The Minneapolis School Board meeting of October 14, 2003, will not be 
broadcast. There were some things said there that the board evidently did not want 
many of you to hear. The meeting was not taped for broadcast on the radio or 
cable TV, which is ordinarily done. There appeared to be at least 100 teachers 
and community members in the audience. I arrived during 'delegations' (when 
public input is allowed), and less than a half hour before the meeting was 
adjourned. 

Bill English (Minneapolis Foundation and Black Leadership Summit) went way 
over the allotted 3 minutes in a speech to the board in which he stated quite 
emphatically that he speaks for a group that is not small and is certainly not 
'radical.' 

English went on to say that he helped get Judy Farmer, Colleen Moriarity, and 
Sharon-Henry Blythe elected to the board, that he supported the community 
schools plan in 1995, that he supported the referendums, and that he supported 
the appointment of Carol Johnson.  Bill English has been a good friend and 
partner of the school board, and so on.

English also said that his opposition to the Jennings appointment wasn't 
about race, it was about "qualifications, qualifications, and qualifications." 

Who is going to buy that? Of course race was a factor. A lot of people who 
spoke out against Jennings appointment said so, usually along the following 
lines: "The board should have considered qualified people of color, not just an 
unqualified white guy." 
Look at recent issues of Insight News, the Minnesota Spokesman-Recorder, The 
Pulse of the Twin Cities, and posts to the Mpls issues list. 

English doesn't have a problem with the way the board went about hiring 
Jennings. The board did the same thing when they hired Carol Johnson, and English 
approved of that. And who is to say that Jennings is not qualified for the job? 

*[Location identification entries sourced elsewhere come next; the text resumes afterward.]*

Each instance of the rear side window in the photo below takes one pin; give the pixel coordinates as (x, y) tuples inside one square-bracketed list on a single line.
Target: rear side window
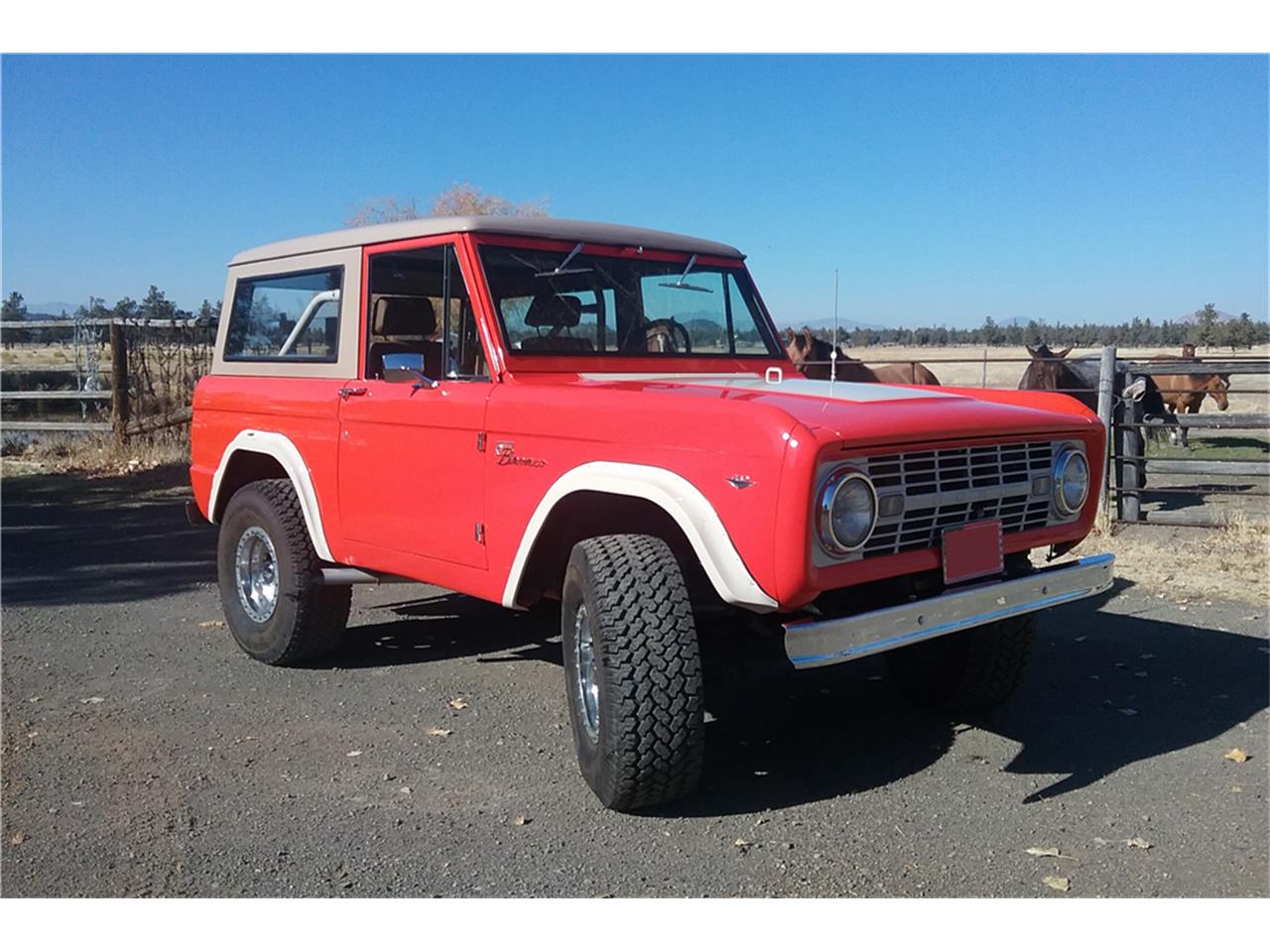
[(286, 317)]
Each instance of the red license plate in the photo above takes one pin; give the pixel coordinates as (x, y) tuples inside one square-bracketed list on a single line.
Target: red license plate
[(971, 551)]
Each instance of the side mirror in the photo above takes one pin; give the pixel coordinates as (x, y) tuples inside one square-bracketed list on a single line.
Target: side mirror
[(402, 368), (1135, 390)]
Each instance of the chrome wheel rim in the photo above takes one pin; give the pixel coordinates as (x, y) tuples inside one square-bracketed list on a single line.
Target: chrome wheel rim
[(255, 570), (585, 685)]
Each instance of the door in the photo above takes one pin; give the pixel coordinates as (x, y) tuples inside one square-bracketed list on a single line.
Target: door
[(411, 465)]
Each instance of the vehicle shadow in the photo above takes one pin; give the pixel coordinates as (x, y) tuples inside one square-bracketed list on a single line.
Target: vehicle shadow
[(447, 626), (70, 538), (1083, 711), (781, 738)]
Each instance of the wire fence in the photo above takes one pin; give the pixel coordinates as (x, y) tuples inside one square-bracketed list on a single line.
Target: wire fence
[(82, 376)]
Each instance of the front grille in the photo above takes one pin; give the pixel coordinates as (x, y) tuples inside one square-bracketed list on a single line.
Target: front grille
[(944, 489)]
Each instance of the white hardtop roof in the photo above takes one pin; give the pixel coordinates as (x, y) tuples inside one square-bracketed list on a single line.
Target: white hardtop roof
[(559, 229)]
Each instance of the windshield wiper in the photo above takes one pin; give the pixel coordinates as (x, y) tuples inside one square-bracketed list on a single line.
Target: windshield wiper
[(680, 284), (563, 268)]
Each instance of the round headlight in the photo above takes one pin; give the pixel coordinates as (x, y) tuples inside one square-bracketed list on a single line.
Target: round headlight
[(848, 509), (1071, 480)]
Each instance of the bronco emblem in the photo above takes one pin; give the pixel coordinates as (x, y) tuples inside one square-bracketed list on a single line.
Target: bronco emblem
[(506, 453)]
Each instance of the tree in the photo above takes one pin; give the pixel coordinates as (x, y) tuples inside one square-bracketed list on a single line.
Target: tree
[(14, 307), (208, 313), (157, 306), (1206, 321), (460, 198)]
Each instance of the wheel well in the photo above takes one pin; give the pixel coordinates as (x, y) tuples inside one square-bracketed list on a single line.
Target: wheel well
[(587, 513), (245, 466)]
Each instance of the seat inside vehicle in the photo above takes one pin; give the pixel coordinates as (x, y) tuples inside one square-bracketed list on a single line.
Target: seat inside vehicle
[(557, 315), (403, 325)]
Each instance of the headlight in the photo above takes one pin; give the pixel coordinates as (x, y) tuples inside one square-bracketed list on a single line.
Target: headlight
[(1071, 480), (848, 509)]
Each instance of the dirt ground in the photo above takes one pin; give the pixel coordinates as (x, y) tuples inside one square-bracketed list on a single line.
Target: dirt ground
[(144, 754)]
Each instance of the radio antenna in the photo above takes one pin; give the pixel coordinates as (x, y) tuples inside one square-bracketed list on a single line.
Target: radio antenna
[(833, 344)]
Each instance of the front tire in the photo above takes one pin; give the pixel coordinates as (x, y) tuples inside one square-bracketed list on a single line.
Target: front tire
[(268, 576), (633, 671), (969, 671)]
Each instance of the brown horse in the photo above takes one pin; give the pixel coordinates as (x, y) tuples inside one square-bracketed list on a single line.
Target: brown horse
[(812, 357), (1185, 393)]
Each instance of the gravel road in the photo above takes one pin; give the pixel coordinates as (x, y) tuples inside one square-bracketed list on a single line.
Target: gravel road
[(144, 754)]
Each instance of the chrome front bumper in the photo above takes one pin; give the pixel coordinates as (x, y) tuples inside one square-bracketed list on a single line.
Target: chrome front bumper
[(820, 643)]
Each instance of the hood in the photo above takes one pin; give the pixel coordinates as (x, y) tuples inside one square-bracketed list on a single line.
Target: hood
[(867, 414)]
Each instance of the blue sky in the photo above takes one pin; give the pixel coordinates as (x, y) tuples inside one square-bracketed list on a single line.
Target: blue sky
[(945, 188)]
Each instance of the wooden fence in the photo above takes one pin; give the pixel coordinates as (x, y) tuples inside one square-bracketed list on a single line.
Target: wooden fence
[(127, 377), (1132, 428)]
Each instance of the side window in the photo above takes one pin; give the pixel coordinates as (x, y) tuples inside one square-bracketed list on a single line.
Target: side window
[(421, 317), (286, 317)]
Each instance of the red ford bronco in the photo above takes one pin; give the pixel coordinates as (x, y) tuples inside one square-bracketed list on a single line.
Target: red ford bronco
[(535, 409)]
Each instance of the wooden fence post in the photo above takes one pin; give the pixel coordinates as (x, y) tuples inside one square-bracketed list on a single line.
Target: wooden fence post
[(1106, 402), (1132, 470), (119, 382)]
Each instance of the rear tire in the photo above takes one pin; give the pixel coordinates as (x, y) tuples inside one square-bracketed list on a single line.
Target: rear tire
[(268, 576), (969, 671), (633, 671)]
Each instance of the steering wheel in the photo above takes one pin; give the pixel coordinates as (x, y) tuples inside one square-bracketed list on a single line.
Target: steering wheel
[(663, 334)]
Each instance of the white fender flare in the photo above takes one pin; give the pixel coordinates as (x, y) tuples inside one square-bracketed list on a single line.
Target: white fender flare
[(282, 449), (680, 499)]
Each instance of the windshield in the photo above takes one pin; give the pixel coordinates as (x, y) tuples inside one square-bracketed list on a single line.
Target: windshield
[(580, 303)]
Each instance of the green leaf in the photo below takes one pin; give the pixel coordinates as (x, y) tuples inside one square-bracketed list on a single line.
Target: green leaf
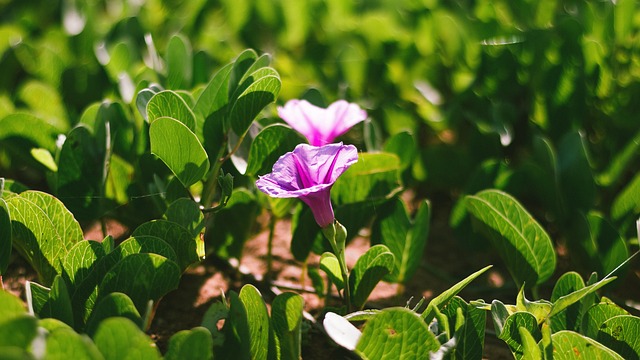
[(597, 315), (268, 146), (403, 145), (43, 231), (262, 91), (115, 304), (286, 319), (405, 239), (64, 343), (20, 126), (370, 268), (5, 235), (258, 320), (169, 104), (18, 331), (192, 344), (447, 295), (180, 239), (511, 331), (143, 277), (470, 336), (565, 301), (570, 345), (179, 62), (179, 148), (396, 333), (46, 102), (236, 330), (186, 213), (373, 178), (58, 306), (628, 201), (620, 334), (596, 244), (571, 317), (574, 172), (540, 309), (233, 224), (331, 266), (520, 240), (120, 339), (79, 178), (530, 348), (44, 157)]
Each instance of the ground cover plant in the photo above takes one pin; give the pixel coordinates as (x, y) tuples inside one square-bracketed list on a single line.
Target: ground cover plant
[(476, 157)]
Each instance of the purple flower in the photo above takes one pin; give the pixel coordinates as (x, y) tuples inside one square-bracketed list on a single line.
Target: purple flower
[(321, 126), (308, 173)]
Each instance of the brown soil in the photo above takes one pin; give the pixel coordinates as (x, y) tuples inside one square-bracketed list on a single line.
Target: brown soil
[(444, 264)]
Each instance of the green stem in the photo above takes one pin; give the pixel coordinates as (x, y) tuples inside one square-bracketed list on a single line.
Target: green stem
[(272, 226)]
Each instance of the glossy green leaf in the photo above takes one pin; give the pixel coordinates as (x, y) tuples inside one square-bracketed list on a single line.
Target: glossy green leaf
[(233, 224), (530, 349), (179, 238), (331, 266), (271, 143), (596, 244), (64, 343), (405, 239), (20, 126), (18, 331), (620, 334), (373, 178), (146, 244), (83, 271), (5, 235), (80, 175), (567, 300), (470, 335), (628, 200), (252, 101), (43, 231), (45, 102), (179, 148), (258, 320), (120, 339), (575, 174), (186, 213), (571, 317), (179, 62), (597, 314), (396, 333), (370, 268), (511, 331), (113, 305), (194, 344), (286, 319), (143, 277), (58, 306), (520, 240), (569, 345), (447, 295), (403, 145), (169, 104), (236, 330)]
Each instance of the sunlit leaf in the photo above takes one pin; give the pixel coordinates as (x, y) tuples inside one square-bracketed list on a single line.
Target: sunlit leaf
[(179, 148), (370, 268), (520, 240), (396, 333), (131, 342)]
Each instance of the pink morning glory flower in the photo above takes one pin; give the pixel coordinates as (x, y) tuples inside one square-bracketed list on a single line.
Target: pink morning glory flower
[(308, 173), (321, 126)]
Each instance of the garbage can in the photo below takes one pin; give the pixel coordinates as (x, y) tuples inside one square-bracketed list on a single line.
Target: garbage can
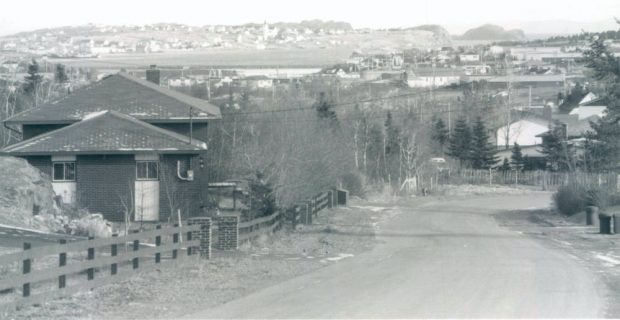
[(591, 212), (605, 220), (616, 223)]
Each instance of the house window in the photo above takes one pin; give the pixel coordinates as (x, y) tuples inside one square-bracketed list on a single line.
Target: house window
[(147, 170), (64, 171)]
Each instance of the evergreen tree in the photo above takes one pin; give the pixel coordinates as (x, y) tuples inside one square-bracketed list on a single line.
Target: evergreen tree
[(460, 142), (483, 152), (516, 158), (440, 135), (33, 80), (60, 74), (505, 166), (392, 148), (325, 109), (603, 145)]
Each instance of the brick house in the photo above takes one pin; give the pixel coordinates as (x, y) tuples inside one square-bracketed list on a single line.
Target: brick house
[(121, 145)]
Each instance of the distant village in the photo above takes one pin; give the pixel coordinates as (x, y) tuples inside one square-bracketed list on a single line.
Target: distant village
[(545, 80)]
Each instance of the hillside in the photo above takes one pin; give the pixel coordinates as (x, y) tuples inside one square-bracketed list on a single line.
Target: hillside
[(493, 32)]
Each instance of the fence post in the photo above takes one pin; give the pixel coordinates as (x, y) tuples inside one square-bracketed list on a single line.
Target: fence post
[(90, 272), (294, 212), (114, 253), (26, 270), (228, 232), (158, 244), (188, 237), (62, 261), (175, 240), (203, 235), (136, 260)]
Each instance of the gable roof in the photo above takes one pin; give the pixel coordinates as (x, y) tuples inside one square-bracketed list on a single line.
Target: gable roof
[(106, 132), (121, 92)]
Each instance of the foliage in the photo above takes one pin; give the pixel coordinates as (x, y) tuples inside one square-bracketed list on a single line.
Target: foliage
[(483, 153), (440, 135), (573, 98), (60, 74), (33, 79), (559, 154), (460, 142), (354, 183), (603, 144), (505, 167), (569, 199), (516, 158)]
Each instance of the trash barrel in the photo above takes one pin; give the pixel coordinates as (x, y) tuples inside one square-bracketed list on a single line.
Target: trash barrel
[(591, 212), (605, 220), (616, 223)]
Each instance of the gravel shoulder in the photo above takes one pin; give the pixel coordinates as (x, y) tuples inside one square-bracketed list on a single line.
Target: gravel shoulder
[(194, 284), (600, 254)]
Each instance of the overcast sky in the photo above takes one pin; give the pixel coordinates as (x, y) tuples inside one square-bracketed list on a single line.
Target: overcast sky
[(456, 16)]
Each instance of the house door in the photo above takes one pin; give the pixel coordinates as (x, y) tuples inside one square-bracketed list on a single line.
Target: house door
[(147, 200), (147, 190)]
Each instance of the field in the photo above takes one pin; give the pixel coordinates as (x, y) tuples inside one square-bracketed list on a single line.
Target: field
[(310, 57)]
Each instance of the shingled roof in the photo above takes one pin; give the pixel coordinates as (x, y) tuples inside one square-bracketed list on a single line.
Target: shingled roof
[(106, 132), (121, 92)]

Jennings has been Carol Johnson's full-time, right hand man for the past two 
years.  Jennings was tested on-the-job. Johnson and all of the board members 
were confident in his ability to lead the district. And don't forget, Carol 
Johnson got the superintendent's job in 1997 without a search process for the 
very same reasons. 

Ron Edwards, a long time civil rights activist, and a household name since 
the 1970's (at least in my household) wrote,

"...He [Doug Grow] also misses the brilliant tactic used by the “pragmatic” 
resignation [of David Jennings]. If the BNBers [Background Noise Brigade] can 
be trivialized and discredited, and then enough people with clout get angry, 
he can be rehired. He loses nothing by withdrawing and wins multiple options by 
doing so, including getting rehired. He deflected the anger off of himself 
and now the anger that counts is on the BNBers..." --  
www.theminneapolisstory.com daily weblog entry #186, paragraph 2, 

Ordinarily an assistant superintendent, who doesn't need a waiver, would take 
over as acting superintendent until the permanent replacement is hired. 
However, Jennings is the "interim" superintendent and will remain at the helm of 
the Minneapolis Public Schools for the time being. I figure the MPS board is 
going to try to quietly get a waiver for Jennings. Doesn't the board need to get 
a waiver for Jennings if they want him to be the interim superintendent, say 
for the next 6 months?

Again quoting Ron Edwards:

"...My own position was that the cart was put before the horse, that the 
problems of the school district, as laid out in detail in Chapter 7 of my book, 
The Minneapolis Story, Through My Eyes, needed to be addressed first and that 
given how the progress results numbers had been cooked, even by Black school 
leaders, we needed to know the truth and what the board saw as the solution 
besides the tired “its the parents fault” and the even more tired “it will take 
generations to fix” before selecting a superintendent. As parents and/or tax 
payers, we need a pledge that there will be a true change, not just more business 
as usual..." -- www.theminneapolisstory.com, daily weblog entry #186, near 
the end of paragraph 3.

I think that Edward has got that right.

At the October 14 school board meeting I gave a shortened version of the 
speech that I prepared for the 2002 School Board Candidates forum (I made the same 
points) and added a description of how the district has been cooking the data 
on student achievement to show how they were "closing the gap" on paper, but 
not in the classrooms. The district has failed to close the learning gap 
between blacks and whites, and between students from low and higher-income 
households. And the programs that failed to "close the gap" have been enormously 
expensive. For example, the total cost of moving toward less racially diverse K-8 
schools was estimated at $283 million [October 8, 2002, Minneapolis school 
board meeting].  The district's multitiered curriculum tracking system is another 
bottomless money pit (and has the effect of widening the gap).